Virginia e Leonard moravam nos arredores de Londres, em uma cidade menor e, eventualmente, ela ia à capital simplesmente para ver gente. Tinha as obrigações e alguma luxúria na papelaria, mas, em geral, era para socializar. Há muitas passagens em que ela descreve a necessidade de ir a Londres para ver gente.
Não era uma imagem que eu havia construído da autora até então, afinal o que se torna obsessão quando se trata dela é a questão emocional, o suicídio, os colapsos. Para uma pessoa com esse estigma, espera-se que seja no mínimo reservada, reclusa, silenciosa. Muito pelo contrário. Fofoqueira e maldosa, eu diria que é a forma como ela mais se expressa, além de muito engraçada e genial. Como menciona Leonardo Fróes na apresentação de "A importância do riso e outros ensaios", ela se envolve com questões do dia a dia. Ela anda à cata de vislumbres pelas ruas de Londres. Ela opina com força e destemor.

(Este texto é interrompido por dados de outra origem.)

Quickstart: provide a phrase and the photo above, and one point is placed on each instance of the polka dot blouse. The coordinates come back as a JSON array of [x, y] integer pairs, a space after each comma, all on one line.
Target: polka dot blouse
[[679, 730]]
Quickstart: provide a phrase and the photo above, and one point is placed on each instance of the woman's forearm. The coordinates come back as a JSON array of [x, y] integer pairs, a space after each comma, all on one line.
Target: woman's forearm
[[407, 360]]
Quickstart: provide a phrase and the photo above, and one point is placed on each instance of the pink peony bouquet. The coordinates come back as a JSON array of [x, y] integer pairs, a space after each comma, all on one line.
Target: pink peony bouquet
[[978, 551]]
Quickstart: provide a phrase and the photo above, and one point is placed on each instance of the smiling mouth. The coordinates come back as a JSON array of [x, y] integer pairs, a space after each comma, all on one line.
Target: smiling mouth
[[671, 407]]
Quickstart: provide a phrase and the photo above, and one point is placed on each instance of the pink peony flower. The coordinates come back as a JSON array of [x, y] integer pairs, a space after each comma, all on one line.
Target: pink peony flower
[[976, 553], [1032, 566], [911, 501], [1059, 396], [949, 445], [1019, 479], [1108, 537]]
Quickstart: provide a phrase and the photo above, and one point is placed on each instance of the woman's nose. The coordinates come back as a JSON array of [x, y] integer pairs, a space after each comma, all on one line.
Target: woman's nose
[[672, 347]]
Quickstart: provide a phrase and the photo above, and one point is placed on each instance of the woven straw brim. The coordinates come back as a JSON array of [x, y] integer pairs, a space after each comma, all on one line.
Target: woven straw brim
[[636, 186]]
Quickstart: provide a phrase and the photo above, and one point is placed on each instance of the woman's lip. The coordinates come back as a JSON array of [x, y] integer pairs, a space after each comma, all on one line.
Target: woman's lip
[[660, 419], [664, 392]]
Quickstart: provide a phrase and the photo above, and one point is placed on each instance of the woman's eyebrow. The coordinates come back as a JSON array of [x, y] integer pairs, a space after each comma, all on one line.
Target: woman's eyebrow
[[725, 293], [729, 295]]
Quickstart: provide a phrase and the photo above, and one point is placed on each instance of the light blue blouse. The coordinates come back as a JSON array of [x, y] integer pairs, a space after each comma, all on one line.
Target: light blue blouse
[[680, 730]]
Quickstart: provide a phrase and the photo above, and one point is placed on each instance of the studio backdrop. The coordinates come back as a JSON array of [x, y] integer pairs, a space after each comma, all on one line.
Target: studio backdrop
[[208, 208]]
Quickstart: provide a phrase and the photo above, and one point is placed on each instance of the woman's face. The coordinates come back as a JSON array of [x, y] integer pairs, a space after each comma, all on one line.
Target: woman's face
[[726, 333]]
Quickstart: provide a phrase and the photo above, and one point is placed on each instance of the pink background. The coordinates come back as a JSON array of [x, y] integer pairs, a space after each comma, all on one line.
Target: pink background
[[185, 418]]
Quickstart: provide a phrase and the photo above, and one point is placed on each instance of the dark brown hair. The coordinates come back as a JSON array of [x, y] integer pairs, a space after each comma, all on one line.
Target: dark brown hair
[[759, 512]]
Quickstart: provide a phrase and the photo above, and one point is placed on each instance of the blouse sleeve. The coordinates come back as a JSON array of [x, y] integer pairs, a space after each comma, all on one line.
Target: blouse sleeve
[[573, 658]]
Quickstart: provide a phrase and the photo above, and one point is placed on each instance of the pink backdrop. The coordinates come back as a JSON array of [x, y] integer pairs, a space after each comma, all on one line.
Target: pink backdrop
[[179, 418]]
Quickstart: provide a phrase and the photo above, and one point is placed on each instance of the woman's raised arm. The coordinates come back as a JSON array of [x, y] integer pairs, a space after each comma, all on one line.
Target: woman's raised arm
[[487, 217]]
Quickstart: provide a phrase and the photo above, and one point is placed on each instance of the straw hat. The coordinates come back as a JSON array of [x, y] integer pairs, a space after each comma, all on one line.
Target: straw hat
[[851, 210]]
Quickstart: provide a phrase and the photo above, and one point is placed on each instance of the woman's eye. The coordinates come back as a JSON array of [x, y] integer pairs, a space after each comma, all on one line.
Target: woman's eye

Voltando ao diálogo de Virginia com seu visitante, uma coisa muito comum em sua casa, ele, ao invés de responder com nomes de pessoas que teria visto, responde que finalizou uma coleção de um livro mencionado do qual não lembro a autoria nem o nome, mas a impressão é que ele se referia a uma coleção de vários livros difíceis e importantes. Quer dizer, Virginia pressupôs que seu amigo estava mal - e de fato estava - ao notar que ele não estava vendo muita gente recentemente. Acho (começando especialmente esse período depois de ler um pouco de Judith Butler, a academia pira) que essa passagem é autoexplicativa, se eu considerar meu estado atual de sociabilização. Não que eu demande tanto assim, mas é realmente fácil e rápido ser esquecido.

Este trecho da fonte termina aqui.